Carmi Gillon, security chief of the late Israeli Prime Minister Yitzhak Rabin, said the assassin of Rabin should have been killed by Rabin's bodyguards at the moment he opened fire, local newspaper Yedioth Aharonoth reported on Sunday.
The 73-year-old Rabin was shot dead by Yigal Amir, a member of a Jewish extremist organization, in Tel Aviv at the end of a peace rally on Nov. 4, 1995, after Rabin signed interim peace accords with Palestinian leader Yasser Arafat.
"Yigal Amir is smiling because he knew he won. The fact that he is alive - that is a security failure ... the result of an operational breakdown that bodyguards didn't shoot him," Gillon was quoted as saying.

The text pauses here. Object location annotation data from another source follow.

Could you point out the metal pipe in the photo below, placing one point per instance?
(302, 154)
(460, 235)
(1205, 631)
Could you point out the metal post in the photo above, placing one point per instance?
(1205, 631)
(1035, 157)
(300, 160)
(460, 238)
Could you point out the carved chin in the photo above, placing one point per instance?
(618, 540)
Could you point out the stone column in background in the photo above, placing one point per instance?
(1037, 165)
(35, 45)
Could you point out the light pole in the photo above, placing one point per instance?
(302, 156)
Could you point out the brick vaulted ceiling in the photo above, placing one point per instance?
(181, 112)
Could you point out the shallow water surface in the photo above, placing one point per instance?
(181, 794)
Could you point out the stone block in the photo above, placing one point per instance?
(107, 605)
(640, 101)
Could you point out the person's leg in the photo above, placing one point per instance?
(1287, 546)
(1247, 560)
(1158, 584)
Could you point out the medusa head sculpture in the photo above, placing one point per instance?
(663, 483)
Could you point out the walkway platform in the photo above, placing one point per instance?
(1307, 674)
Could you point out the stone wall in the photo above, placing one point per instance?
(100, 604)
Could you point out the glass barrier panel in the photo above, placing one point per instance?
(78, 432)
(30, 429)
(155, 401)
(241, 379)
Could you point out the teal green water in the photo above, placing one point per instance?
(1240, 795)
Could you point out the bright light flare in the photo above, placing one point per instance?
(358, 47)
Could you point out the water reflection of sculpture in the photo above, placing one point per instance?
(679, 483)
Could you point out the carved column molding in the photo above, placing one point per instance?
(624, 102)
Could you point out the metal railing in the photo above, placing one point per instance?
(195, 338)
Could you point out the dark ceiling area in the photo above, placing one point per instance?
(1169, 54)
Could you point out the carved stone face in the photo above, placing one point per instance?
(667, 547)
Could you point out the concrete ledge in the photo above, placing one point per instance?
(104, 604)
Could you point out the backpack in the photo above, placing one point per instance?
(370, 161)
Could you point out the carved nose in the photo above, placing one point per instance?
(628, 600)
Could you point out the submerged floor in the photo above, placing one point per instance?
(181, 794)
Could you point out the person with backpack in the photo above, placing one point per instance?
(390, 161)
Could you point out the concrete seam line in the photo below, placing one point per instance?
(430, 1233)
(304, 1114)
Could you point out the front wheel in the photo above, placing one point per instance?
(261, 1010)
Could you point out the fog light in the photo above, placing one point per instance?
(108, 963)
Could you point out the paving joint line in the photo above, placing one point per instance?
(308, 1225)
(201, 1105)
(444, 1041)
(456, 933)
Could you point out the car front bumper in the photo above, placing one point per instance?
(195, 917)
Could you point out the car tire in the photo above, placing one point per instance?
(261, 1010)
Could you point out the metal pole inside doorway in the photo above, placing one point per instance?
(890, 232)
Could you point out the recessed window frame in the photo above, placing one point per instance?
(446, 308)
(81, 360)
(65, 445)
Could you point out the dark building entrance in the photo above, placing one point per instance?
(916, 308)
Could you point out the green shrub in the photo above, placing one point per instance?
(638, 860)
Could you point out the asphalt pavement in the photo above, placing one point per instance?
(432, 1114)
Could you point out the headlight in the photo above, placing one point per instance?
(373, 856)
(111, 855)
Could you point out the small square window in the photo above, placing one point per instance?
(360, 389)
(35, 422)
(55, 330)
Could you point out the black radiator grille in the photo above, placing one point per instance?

Gillon, who at the time of Rabin's assassination was head of the Shin Bet, Israel's internal security service, also said, "If the bodyguards had killed Amir on the spot, he wouldn't have become a symbol for the radical right wing."
"Amir could add fuel to the fire for the next political murder, " he warned.
Gillon also said it was "worrisome" that the right wing's political struggle now focuses on Prime Minister Ariel Sharon over the Israeli Gaza pullout.
Yedioth Aharonoth also published a survey in Sunday's issue, which showed that 20 percent of the surveyed said Amir deserved a pardon.
Meanwhile, Amir's family have started a new campaign for his release by setting up a Website on his behalf and appearing in television interviews. They also compared the assassination to " killing a criminal" and called for the prosecution of Israeli leaders who backed the Israeli withdrawal from Gaza and the northern West Bank.